*This article originally appeared on the ecorsair.com in November 2016.
By Becca Carlson
Mid-November finally brought cooler temperatures to our area which made for just the right conditions to view Supermoon 2016. The Escambia Amateur Astronomy Association (EAAA) invited participants to view the event outside of the Pensacola State College Planetarium.
PSC students and community members observed Monday night’s Supermoon and other astral objects through telescopes provided by Dr. Wayne Wooten and EAAA members. Those who showed up early witnessed a tangerine tint to the engorged moon as it was rising in the evening sky.
According to NASA, the Moon was as close as it has been in relation to the Earth since the year 1948. Another event this magnificent will not occur again until 2034.
Richard Mannarino, who was just elected EAAA’s next term President, was happy to provide educational assistance that evening. “I tried to describe to people what we’re looking at and how to use some of the scopes,” said Mannarino.
EAAA set up near the Baroco Center for Science and Advanced Technology sign, in plain view of the public. Soon, a crowd gathered. Throughout the night, dozens of people stopped by to take snapshots of the supermoon on their cell phones and tablets with the help of EAAA members and special mounting adapters.
After struggling to capture a moon image on an iPad that was too big for the scope attachment, Mannarino managed to get several great pics for a spectator. “He was really excited! I love the excitement from the public,” said Mannarino.
That gentleman immediately emailed the image to his sister in California who is two hours behind Pensacola. She had not yet had the supermoon experience. “They were going to compare pictures later,” said Mannarino. “That was kind of unique!”

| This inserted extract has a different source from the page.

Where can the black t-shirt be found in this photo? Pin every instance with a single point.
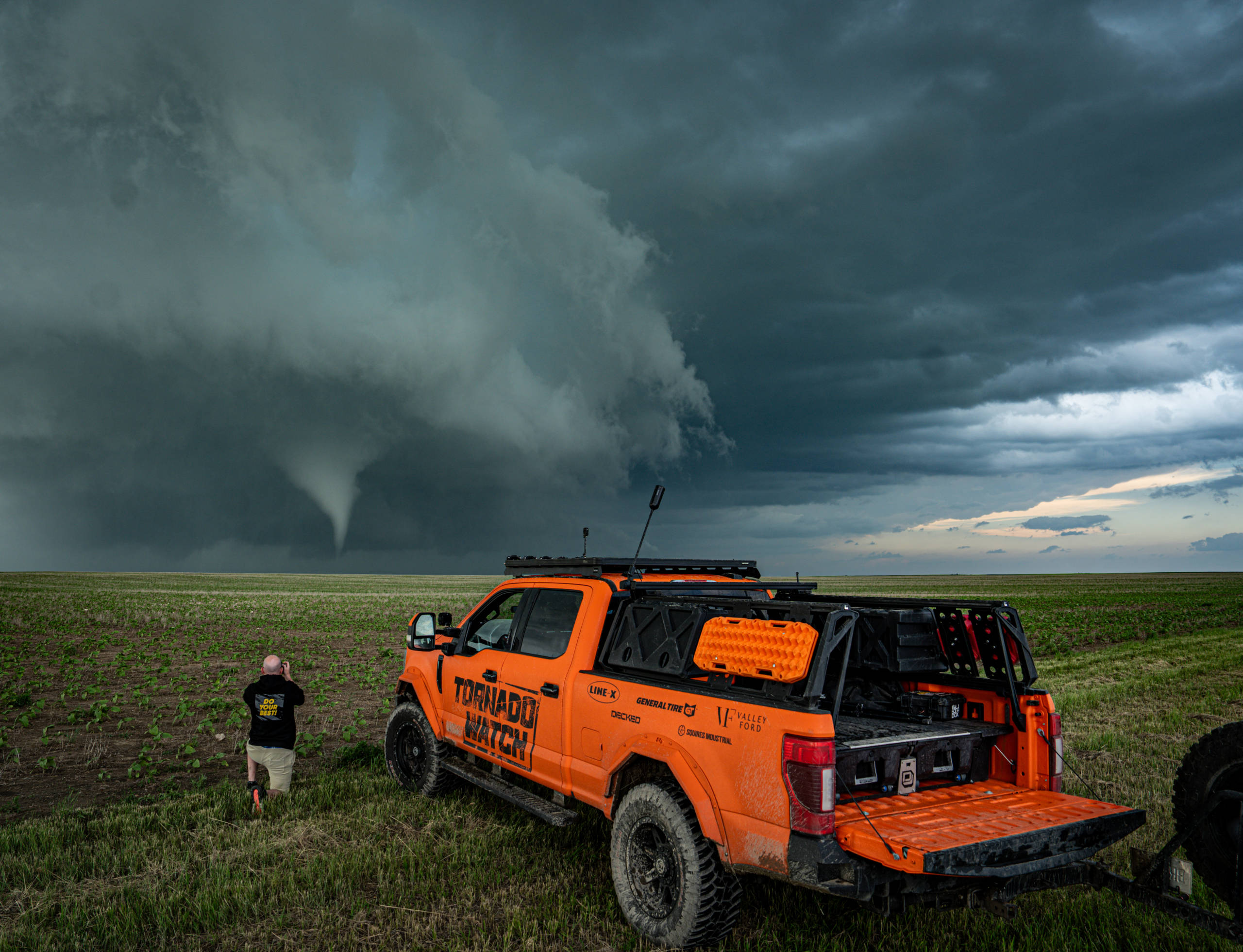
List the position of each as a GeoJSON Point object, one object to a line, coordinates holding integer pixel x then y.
{"type": "Point", "coordinates": [271, 701]}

Michael Kinser, an EAAA member, also helped participants view the moon through telescopes and binoculars that he brought from home. “It was amazing,” said Kinser. “So many people from the area came out and enjoyed viewing the supermoon.”
Like many others, Kinser was impressed by the luminosity and the size of the moon that evening. “It was just exciting to see the moon the largest it will be in our lifetime,” said Kinser.
Spectators may get a second opportunity to view the last supermoon of 2016 on Wednesday, Dec. 14. “Dr. Wooten gets really excited about it,” said Mannarino. “Any chance to do any sort of gaze with Dr. Wooten is worth going to!”